Click & Collect neon sign
PHOTO: Henrik Dønnestad

Mobile ad fraud is one of the biggest challenges the mobile marketing industry is currently facing.

Fraud rates have almost doubled in the last year. A recent study by my firm showed 7.3 percent of all paid installs tracked were rejected once analyzed. Some advertisers lose up to 80 percent of their ad budgets, while the total financial impact around the globe is expected to surpass $4.9 billion dollars in 2018.

Just as in other industries, a growing number of market players are touting machine learning as a miracle solution to the ad fraud epidemic, and they assert it will have a huge impact on how the industry deals with it everywhere. 

These claims revolve around the fact that machine learning-based technology can "learn" over time based on the data it's fed. It’s touted that machine learning can spot patterns of data that are too complex for a human to notice, and can also handle immense data sets like the ones seen in mobile advertising.

However, machine learning is a relatively new technology, and there is a long way to go before it’s reliable enough to tackle something like mobile fraud. This article takes a look at a few of the limitations surrounding machine learning-based fraud detection, and goes into detail as to why the solution is not yet ready for primetime.

Separating Theory From Application

As it stands, machine learning has a key theoretical problem. Consider the following analogy: Imagine you want to drink water from a spring, but there are signs the water is contaminated. So, you decide to check first if the water is safe, and then if it isn’t, the second part of your plan is to devise a method to remove any potential contaminants. This would mean figuring out what the pollutants look like, what harm they do, and coming up with a way to filter all of them.

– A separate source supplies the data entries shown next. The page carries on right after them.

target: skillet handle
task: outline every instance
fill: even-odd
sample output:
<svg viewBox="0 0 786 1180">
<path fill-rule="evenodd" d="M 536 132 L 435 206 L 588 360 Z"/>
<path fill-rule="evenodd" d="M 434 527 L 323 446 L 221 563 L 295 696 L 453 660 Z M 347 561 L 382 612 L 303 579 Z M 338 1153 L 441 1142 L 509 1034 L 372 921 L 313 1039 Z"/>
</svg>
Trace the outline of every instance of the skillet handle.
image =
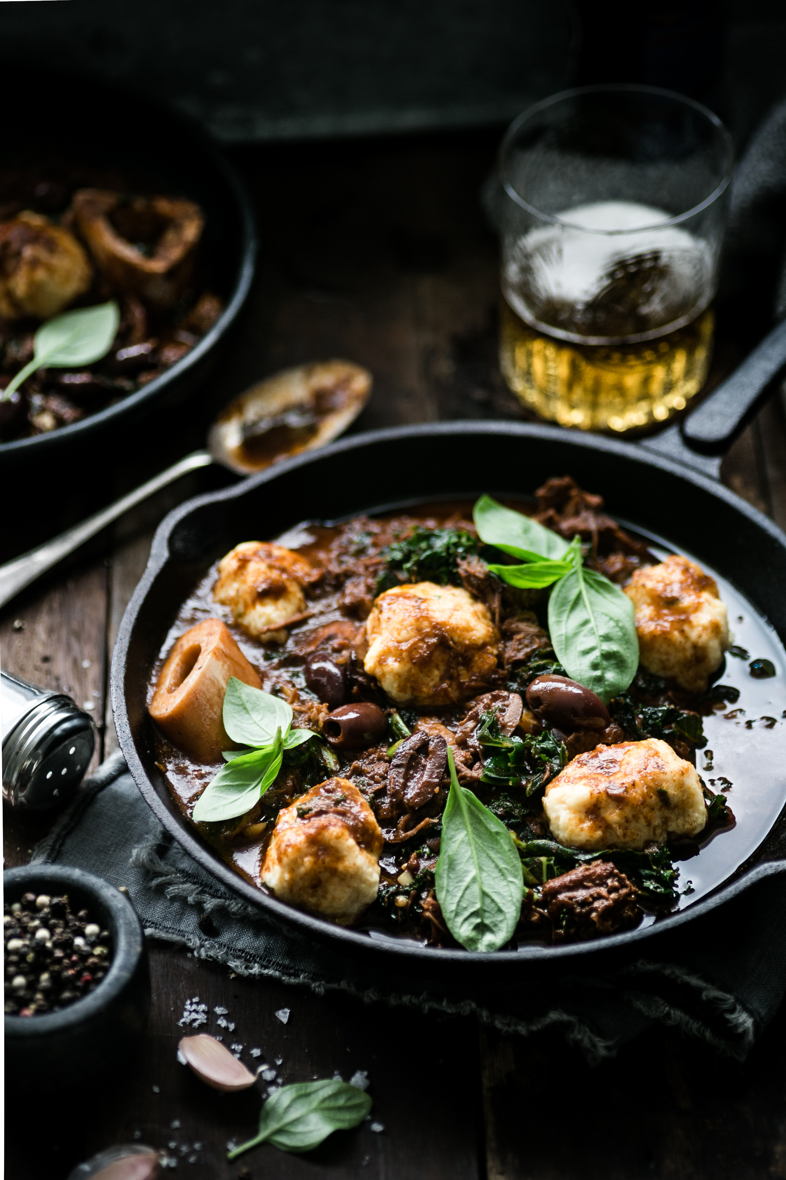
<svg viewBox="0 0 786 1180">
<path fill-rule="evenodd" d="M 725 454 L 786 368 L 786 319 L 682 422 L 682 438 L 702 454 Z"/>
<path fill-rule="evenodd" d="M 668 426 L 636 445 L 720 479 L 724 454 L 753 418 L 784 369 L 786 319 L 682 422 Z"/>
</svg>

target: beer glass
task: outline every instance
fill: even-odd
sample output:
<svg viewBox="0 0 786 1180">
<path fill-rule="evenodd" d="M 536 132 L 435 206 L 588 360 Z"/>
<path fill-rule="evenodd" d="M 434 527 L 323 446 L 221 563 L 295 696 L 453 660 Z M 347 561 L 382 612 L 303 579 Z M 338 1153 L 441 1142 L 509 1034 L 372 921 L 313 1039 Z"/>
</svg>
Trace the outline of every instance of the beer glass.
<svg viewBox="0 0 786 1180">
<path fill-rule="evenodd" d="M 500 155 L 503 375 L 541 418 L 640 430 L 685 409 L 712 356 L 731 137 L 653 86 L 566 91 Z"/>
</svg>

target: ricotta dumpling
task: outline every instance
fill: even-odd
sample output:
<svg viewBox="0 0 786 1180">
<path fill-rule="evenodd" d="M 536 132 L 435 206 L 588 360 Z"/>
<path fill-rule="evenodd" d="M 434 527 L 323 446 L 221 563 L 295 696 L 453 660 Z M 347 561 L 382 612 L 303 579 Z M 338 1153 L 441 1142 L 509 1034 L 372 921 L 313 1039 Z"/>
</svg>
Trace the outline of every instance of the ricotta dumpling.
<svg viewBox="0 0 786 1180">
<path fill-rule="evenodd" d="M 379 887 L 382 832 L 349 779 L 328 779 L 278 813 L 262 866 L 282 902 L 348 926 Z"/>
<path fill-rule="evenodd" d="M 547 786 L 543 809 L 559 844 L 588 852 L 641 850 L 707 822 L 695 767 L 658 738 L 574 758 Z"/>
<path fill-rule="evenodd" d="M 303 586 L 312 576 L 310 563 L 291 549 L 244 540 L 219 562 L 213 598 L 229 607 L 249 635 L 265 643 L 284 643 L 283 624 L 305 611 Z"/>
<path fill-rule="evenodd" d="M 676 555 L 636 570 L 625 592 L 636 609 L 639 658 L 648 671 L 704 693 L 729 645 L 726 607 L 695 562 Z"/>
<path fill-rule="evenodd" d="M 398 704 L 440 706 L 482 691 L 500 636 L 488 608 L 467 590 L 434 582 L 394 586 L 365 624 L 363 667 Z"/>
</svg>

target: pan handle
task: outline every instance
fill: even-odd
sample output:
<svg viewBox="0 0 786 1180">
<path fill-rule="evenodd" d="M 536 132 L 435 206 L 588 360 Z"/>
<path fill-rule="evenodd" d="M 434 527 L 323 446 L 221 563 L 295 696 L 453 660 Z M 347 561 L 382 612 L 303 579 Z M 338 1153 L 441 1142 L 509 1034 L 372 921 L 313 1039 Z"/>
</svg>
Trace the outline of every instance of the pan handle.
<svg viewBox="0 0 786 1180">
<path fill-rule="evenodd" d="M 725 454 L 786 368 L 786 319 L 682 422 L 694 451 Z"/>
<path fill-rule="evenodd" d="M 722 457 L 786 369 L 786 319 L 681 422 L 639 446 L 720 479 Z"/>
</svg>

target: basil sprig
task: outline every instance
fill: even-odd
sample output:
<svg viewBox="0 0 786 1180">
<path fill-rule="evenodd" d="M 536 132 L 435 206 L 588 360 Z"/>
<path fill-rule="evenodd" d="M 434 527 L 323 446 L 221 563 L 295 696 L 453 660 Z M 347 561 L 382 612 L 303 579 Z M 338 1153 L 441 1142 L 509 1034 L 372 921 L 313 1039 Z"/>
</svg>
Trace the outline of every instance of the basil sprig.
<svg viewBox="0 0 786 1180">
<path fill-rule="evenodd" d="M 33 337 L 33 359 L 12 378 L 1 395 L 2 400 L 8 399 L 31 373 L 44 365 L 71 368 L 72 365 L 100 361 L 112 347 L 119 323 L 120 309 L 114 300 L 47 320 Z"/>
<path fill-rule="evenodd" d="M 333 1130 L 357 1127 L 370 1109 L 370 1095 L 349 1082 L 282 1086 L 262 1107 L 258 1134 L 233 1148 L 226 1159 L 235 1160 L 259 1143 L 272 1143 L 282 1152 L 310 1152 Z"/>
<path fill-rule="evenodd" d="M 584 684 L 606 703 L 632 683 L 639 667 L 633 603 L 602 573 L 583 565 L 581 542 L 563 540 L 521 512 L 482 496 L 475 505 L 481 540 L 523 565 L 490 565 L 513 586 L 556 583 L 548 607 L 554 651 L 572 680 Z"/>
<path fill-rule="evenodd" d="M 286 701 L 235 676 L 224 693 L 223 717 L 232 741 L 251 749 L 224 752 L 226 766 L 211 779 L 193 809 L 198 824 L 244 815 L 275 782 L 284 750 L 316 736 L 311 729 L 291 728 L 292 709 Z"/>
<path fill-rule="evenodd" d="M 448 765 L 450 793 L 434 873 L 437 900 L 457 943 L 468 951 L 496 951 L 521 917 L 521 860 L 504 824 L 458 785 L 449 746 Z"/>
</svg>

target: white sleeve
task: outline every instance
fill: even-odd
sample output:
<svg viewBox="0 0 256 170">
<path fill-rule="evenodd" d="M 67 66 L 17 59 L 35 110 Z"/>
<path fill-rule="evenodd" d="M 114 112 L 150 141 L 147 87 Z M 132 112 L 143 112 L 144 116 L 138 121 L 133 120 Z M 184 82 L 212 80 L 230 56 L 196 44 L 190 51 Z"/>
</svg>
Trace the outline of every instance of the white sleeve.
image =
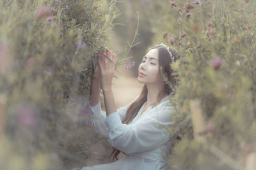
<svg viewBox="0 0 256 170">
<path fill-rule="evenodd" d="M 173 124 L 173 108 L 152 109 L 131 125 L 123 124 L 116 112 L 106 118 L 112 146 L 126 153 L 141 152 L 158 147 L 174 135 L 167 128 Z M 167 128 L 166 128 L 167 127 Z"/>
<path fill-rule="evenodd" d="M 125 117 L 127 109 L 132 102 L 117 110 L 116 113 L 120 120 Z M 79 116 L 79 123 L 86 124 L 95 132 L 109 138 L 109 131 L 106 125 L 106 113 L 101 110 L 100 101 L 93 107 L 88 104 L 85 108 L 81 110 Z"/>
</svg>

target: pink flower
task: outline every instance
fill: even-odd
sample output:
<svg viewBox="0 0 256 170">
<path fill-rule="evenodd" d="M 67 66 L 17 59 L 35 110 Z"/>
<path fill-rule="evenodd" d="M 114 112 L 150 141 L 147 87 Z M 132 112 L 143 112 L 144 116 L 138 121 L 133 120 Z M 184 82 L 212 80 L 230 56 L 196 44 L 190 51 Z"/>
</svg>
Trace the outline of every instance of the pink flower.
<svg viewBox="0 0 256 170">
<path fill-rule="evenodd" d="M 177 10 L 177 11 L 178 12 L 181 11 L 181 8 L 179 8 Z"/>
<path fill-rule="evenodd" d="M 33 126 L 37 124 L 37 120 L 35 116 L 34 109 L 28 104 L 23 104 L 17 108 L 17 120 L 20 125 L 25 126 Z"/>
<path fill-rule="evenodd" d="M 221 66 L 222 60 L 219 57 L 216 57 L 213 59 L 212 66 L 215 70 L 218 70 Z"/>
<path fill-rule="evenodd" d="M 51 21 L 52 20 L 52 17 L 48 17 L 48 18 L 46 19 L 46 20 L 47 20 L 47 21 L 49 21 L 49 22 L 51 22 Z"/>
<path fill-rule="evenodd" d="M 185 18 L 188 18 L 188 17 L 189 17 L 191 15 L 191 14 L 190 13 L 187 13 L 185 15 Z"/>
<path fill-rule="evenodd" d="M 164 33 L 163 33 L 163 38 L 166 38 L 167 36 L 167 32 L 164 32 Z"/>
<path fill-rule="evenodd" d="M 172 37 L 169 38 L 168 39 L 168 42 L 169 43 L 170 43 L 171 45 L 173 45 L 174 43 L 174 39 Z"/>
<path fill-rule="evenodd" d="M 86 46 L 86 44 L 84 43 L 84 41 L 79 41 L 79 42 L 77 42 L 77 43 L 76 43 L 76 46 L 77 48 L 82 48 L 83 47 L 84 47 L 84 46 Z"/>
<path fill-rule="evenodd" d="M 211 132 L 213 131 L 213 126 L 212 125 L 209 125 L 206 126 L 205 130 L 207 132 Z"/>
<path fill-rule="evenodd" d="M 175 7 L 177 6 L 177 4 L 175 3 L 175 1 L 173 1 L 173 2 L 172 2 L 172 1 L 171 1 L 171 2 L 170 2 L 170 4 L 171 4 L 171 6 L 172 6 L 172 7 L 173 7 L 173 6 L 175 6 Z"/>
<path fill-rule="evenodd" d="M 181 22 L 182 21 L 182 20 L 181 18 L 178 18 L 177 20 L 177 22 L 179 22 L 179 23 Z"/>
</svg>

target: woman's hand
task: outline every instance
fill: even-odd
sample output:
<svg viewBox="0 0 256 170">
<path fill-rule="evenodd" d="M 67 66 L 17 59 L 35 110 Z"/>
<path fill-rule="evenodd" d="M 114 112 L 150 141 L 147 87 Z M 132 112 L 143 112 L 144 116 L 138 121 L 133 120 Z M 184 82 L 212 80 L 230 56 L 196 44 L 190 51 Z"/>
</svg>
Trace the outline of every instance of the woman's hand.
<svg viewBox="0 0 256 170">
<path fill-rule="evenodd" d="M 114 60 L 116 54 L 111 50 L 108 50 L 104 54 L 108 56 L 99 55 L 99 64 L 100 70 L 100 87 L 102 91 L 108 91 L 111 89 L 112 79 L 115 73 L 115 63 Z M 111 59 L 111 60 L 109 60 Z"/>
</svg>

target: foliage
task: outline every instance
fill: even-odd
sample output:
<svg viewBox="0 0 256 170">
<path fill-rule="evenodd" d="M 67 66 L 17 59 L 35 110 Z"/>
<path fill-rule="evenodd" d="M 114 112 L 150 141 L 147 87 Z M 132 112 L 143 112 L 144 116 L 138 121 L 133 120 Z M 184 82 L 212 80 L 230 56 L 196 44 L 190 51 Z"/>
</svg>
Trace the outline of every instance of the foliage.
<svg viewBox="0 0 256 170">
<path fill-rule="evenodd" d="M 170 158 L 172 169 L 243 169 L 256 148 L 256 2 L 172 3 L 147 6 L 158 13 L 148 13 L 156 43 L 168 43 L 182 56 L 172 65 L 179 75 L 172 101 L 184 135 Z M 195 99 L 207 124 L 206 144 L 192 137 L 189 103 Z"/>
<path fill-rule="evenodd" d="M 0 106 L 5 111 L 0 169 L 88 164 L 99 148 L 89 152 L 90 145 L 100 139 L 74 124 L 79 108 L 68 106 L 71 99 L 89 97 L 92 60 L 108 43 L 118 15 L 115 3 L 0 2 Z"/>
</svg>

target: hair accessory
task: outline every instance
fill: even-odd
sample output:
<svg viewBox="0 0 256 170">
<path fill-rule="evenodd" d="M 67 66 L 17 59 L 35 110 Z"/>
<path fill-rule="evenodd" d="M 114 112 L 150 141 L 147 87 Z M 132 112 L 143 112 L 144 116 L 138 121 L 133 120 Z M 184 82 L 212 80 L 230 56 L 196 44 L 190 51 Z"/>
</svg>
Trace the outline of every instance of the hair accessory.
<svg viewBox="0 0 256 170">
<path fill-rule="evenodd" d="M 170 56 L 171 57 L 171 59 L 172 59 L 172 62 L 174 62 L 174 55 L 172 54 L 172 52 L 171 51 L 169 50 L 169 47 L 167 46 L 166 45 L 164 45 L 164 43 L 161 43 L 159 45 L 163 46 L 164 46 L 167 52 L 168 52 L 168 53 L 170 53 Z M 157 45 L 158 46 L 158 45 Z"/>
</svg>

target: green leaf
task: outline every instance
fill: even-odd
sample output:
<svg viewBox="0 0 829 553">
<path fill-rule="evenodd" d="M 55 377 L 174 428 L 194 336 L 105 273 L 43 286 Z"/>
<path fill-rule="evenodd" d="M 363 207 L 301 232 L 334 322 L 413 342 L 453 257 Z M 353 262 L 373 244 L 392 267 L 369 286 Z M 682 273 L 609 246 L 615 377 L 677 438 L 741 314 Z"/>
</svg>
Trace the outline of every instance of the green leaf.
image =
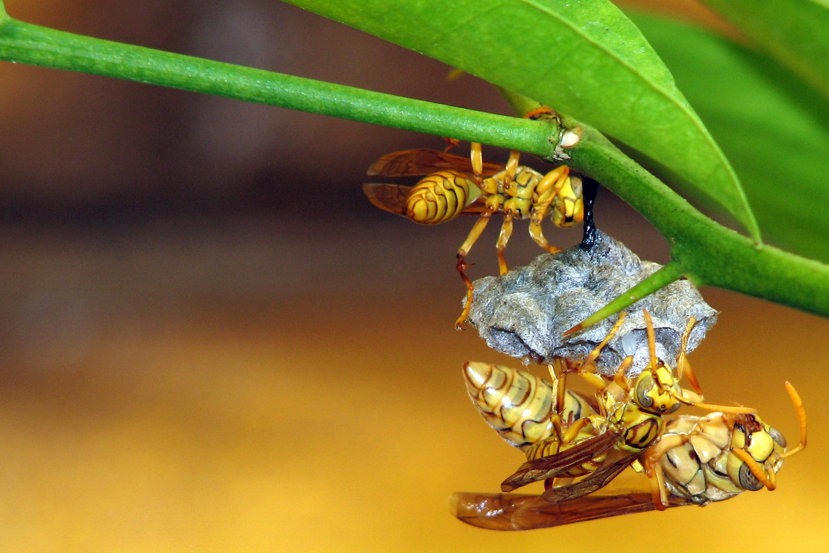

With some difficulty, you create a sophisticated machine that teaches itself how to detect any potential signs of a problem and will inform you about the types of pollution it finds. Your machine proves to be great at detecting exactly what kind of pollution it spots, especially as it sees more cases over time. However, can you then state that the water is definitely safe to drink? Can you be confident all the pollutants were caught by the machine, even the ones that didn’t exist when you first turned it on? Can you also be sure that it will only remove the pollutants, leaving the safe water behind?

Related Article: Ad Fraud: The Biggest Risk Is Dirty Data

Where Machine Learning Fails

Using machine learning in an attempt to filter spoofing of all kinds instead of a specific method can lead to difficulties. This is because fake users have to be filtered out from a combined data set of real users, with a whole host of unclear edge cases. Essentially, the water is running low, so you don’t want to waste a drop.

One scenario that exemplifies the difficulty of gearing machine learning to fraud prevention is a fraudster who uses real device information of a known user (ie. an OS version, IDFA, set of device settings) to commit fraud. Spoofing an install for an app that was never downloaded on the device would result in the machine learning algorithm having a hard time categorizing this fraud correctly. Considering the device really exists, and other attributions from other apps on this device were considered non-fraudulent, how could the machine learning algorithm detect that this time it is fraudulent?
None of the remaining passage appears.